Sé, sé, sé,’ fluistert meneer De Groen en ik krijg een warm gevoel in mijn buik. Het is een tintelend gevoel, dat voelt als verliefd worden. Mijn hartslag gaat snel omhoog. De vloer onder mij lijkt te bewegen. Ik begin te huilen en voel mijn knieën knikken. De handen van meneer De Groen voelen steeds zwaarder op mij. ‘,’ fluistert hij nog een keer, voor hij me naar de grond begeleidt.

 

Voor de zevende keer op rij reikt De Nieuwe Oost | Wintertuin de Afstudeerprijs uit aan de student met het beste afstudeerproject.

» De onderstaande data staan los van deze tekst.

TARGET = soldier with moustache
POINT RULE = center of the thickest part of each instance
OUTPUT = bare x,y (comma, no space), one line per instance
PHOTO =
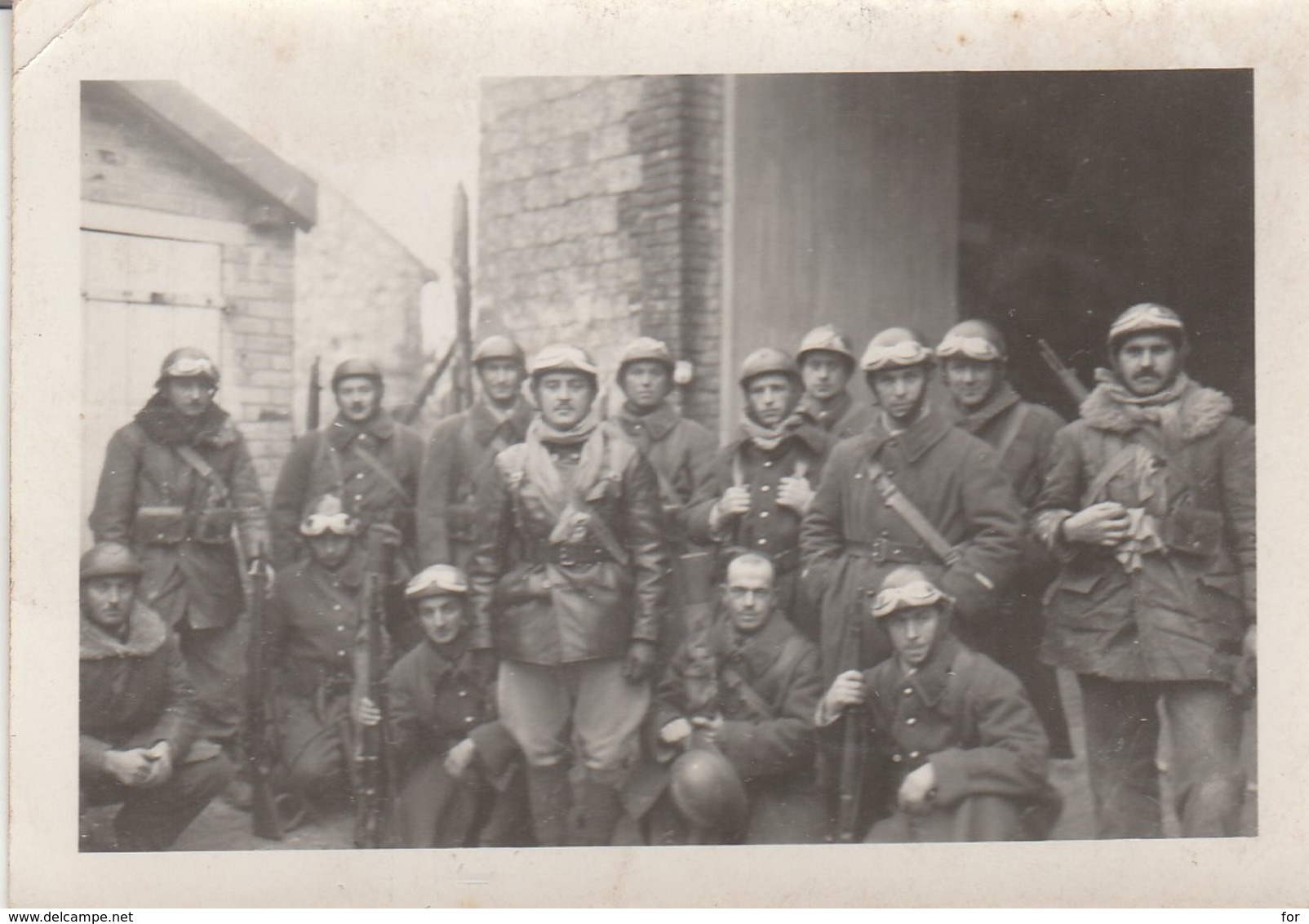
371,464
1150,508
974,362
568,581
763,481
138,722
180,488
826,360
681,451
461,451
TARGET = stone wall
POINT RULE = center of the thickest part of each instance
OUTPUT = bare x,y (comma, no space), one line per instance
600,217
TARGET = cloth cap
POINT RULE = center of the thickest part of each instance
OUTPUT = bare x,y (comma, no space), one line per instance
109,559
327,514
767,360
646,349
188,362
499,347
561,358
357,368
895,347
975,340
437,579
1146,317
826,340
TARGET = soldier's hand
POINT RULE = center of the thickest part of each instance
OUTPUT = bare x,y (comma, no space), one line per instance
131,767
796,494
162,765
918,791
641,660
1105,524
677,732
847,690
459,758
366,713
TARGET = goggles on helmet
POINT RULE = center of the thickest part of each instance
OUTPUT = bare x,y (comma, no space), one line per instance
318,524
906,353
912,596
191,366
970,347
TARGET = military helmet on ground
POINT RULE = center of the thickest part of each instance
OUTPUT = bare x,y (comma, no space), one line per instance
767,360
826,340
975,340
895,349
499,347
109,559
357,368
708,791
561,358
188,362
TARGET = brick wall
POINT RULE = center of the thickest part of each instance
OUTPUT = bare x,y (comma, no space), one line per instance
135,162
600,217
357,293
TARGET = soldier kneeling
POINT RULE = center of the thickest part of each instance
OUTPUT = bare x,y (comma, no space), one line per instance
734,717
955,750
463,780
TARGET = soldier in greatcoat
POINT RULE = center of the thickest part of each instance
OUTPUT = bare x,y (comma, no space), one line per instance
371,462
952,749
681,451
138,724
568,580
175,485
461,775
826,360
1150,507
973,358
461,451
763,481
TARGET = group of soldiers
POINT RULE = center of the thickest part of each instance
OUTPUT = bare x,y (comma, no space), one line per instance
843,624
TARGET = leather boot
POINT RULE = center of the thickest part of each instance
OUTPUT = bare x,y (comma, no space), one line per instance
601,809
550,795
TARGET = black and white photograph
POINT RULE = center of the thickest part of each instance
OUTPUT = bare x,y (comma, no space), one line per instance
667,460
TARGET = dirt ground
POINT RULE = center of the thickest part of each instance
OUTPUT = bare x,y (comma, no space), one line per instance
221,828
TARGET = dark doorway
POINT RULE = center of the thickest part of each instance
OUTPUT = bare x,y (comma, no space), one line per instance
1083,193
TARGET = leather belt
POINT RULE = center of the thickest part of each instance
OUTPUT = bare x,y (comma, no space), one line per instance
885,551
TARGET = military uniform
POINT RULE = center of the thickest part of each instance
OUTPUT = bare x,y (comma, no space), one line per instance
459,455
180,522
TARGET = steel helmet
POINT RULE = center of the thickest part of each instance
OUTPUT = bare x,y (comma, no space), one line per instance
767,360
108,559
561,358
708,791
357,368
188,362
975,340
646,349
895,349
499,347
826,340
1147,317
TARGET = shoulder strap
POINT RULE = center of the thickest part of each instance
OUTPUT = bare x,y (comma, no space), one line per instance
381,470
203,469
895,499
1011,429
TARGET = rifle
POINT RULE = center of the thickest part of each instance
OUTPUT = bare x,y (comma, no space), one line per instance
316,390
264,808
375,797
1072,385
851,745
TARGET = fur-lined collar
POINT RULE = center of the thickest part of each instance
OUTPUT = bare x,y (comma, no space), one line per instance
1200,411
164,424
145,635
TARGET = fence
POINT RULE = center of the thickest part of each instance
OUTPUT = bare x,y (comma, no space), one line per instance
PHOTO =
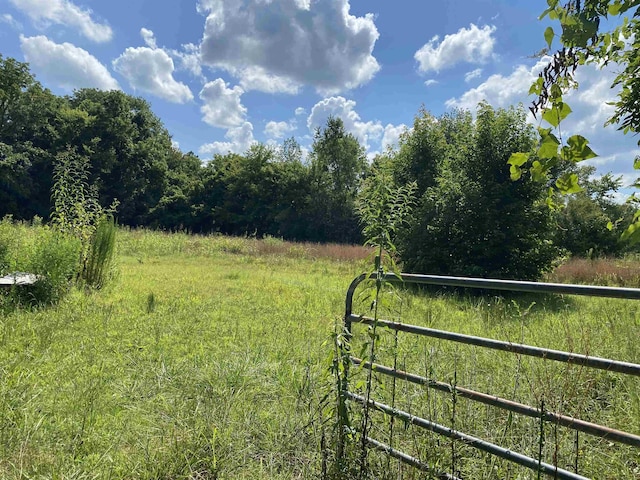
539,413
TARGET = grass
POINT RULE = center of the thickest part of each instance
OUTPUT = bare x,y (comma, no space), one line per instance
623,272
207,358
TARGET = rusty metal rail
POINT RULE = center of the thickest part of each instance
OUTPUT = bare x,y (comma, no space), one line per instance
572,423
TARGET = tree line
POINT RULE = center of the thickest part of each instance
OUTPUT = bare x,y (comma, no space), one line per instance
469,217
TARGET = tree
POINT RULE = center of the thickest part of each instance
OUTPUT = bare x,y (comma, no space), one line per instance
588,222
338,165
29,141
129,149
471,219
582,41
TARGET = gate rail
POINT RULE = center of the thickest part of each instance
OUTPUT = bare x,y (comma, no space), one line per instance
576,424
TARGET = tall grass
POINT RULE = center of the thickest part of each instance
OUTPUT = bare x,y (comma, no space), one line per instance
623,272
201,363
99,262
51,255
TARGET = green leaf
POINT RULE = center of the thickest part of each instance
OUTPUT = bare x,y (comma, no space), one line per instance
548,146
568,183
632,233
556,113
614,9
536,87
548,36
538,172
518,159
577,149
515,172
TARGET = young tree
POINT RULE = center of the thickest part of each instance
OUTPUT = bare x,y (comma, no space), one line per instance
583,41
472,220
338,165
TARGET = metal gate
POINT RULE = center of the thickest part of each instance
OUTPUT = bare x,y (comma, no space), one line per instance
539,413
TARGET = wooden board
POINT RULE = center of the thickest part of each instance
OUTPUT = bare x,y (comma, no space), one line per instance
18,279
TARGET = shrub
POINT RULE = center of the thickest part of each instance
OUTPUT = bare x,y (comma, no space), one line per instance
49,254
99,260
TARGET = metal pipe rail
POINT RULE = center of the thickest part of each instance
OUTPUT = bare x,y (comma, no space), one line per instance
478,443
575,424
557,355
516,407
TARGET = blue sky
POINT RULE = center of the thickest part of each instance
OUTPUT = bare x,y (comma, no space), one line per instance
224,73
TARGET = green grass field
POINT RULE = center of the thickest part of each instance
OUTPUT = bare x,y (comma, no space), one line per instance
207,358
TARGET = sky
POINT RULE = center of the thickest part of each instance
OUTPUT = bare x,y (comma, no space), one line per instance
222,74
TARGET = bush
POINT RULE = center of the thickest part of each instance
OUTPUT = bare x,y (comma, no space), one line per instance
47,253
471,219
97,267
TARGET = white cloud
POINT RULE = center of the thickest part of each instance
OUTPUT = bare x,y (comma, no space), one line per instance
499,90
280,46
257,78
343,108
65,64
150,70
222,106
589,104
279,129
240,139
392,135
189,58
12,22
472,74
149,38
472,45
64,12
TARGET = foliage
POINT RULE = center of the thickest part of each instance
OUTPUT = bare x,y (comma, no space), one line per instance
226,381
584,41
470,218
49,254
100,256
589,221
337,166
383,207
77,211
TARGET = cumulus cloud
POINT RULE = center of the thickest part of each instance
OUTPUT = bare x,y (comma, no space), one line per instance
280,46
189,58
65,64
222,106
392,135
149,38
472,74
499,90
343,108
472,45
240,139
257,78
64,12
279,129
12,22
150,70
589,104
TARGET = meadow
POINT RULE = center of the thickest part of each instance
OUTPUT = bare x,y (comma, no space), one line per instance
207,357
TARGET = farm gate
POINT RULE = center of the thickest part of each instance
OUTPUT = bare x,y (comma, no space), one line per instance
539,414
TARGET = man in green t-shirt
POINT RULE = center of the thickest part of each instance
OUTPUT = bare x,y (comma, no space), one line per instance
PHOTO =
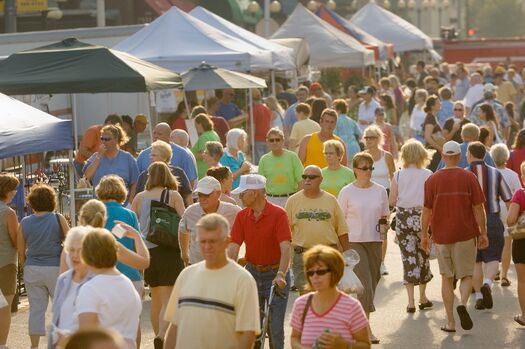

Dit kan proza zijn of poëzie, maar bijvoorbeeld ook een theatertekst of scenario, non-fictie of juist een experimentele tussenvorm. De studenten die meedingen komen van de schrijfopleidingen Beeld en Taal (Rietveld), Schrijven (RITCS), Writing for Performance (HKU), Woordkunst (KCA) en Creative Writing (ArtEZ).

Jan Wester is schrijver, beeldhouwer, videokunstenaar en spelontwerper. Hij is afgestudeerd bij de afdeling Beeld en Taal aan de Gerrit Rietveld Academie, en voltooide eerder een studie Filosofie aan de UvA. Ondertussen won hij de Nederlandse studentenschrijfwedstrijd uitgeschreven door Sebes en Bisseling. Zijn jeugdherinneringen spelen zich af tegen het grijs en groen van het West-Friese platteland. Observaties van dieren en boeren vormden aanleiding voor het schrijven van zijn eindwerk Koeman.

Iris Riemens is schrijver en beeldend maker. Begin 2021 werd zij gepubliceerd in de bloemlezing In Donzen Dromen van de Gedichtenwedstrijd 2020. Eind 2021 studeert zij af aan de opleiding Creative Writing te ArtEZ, met haar novelle Sé, sé, sé.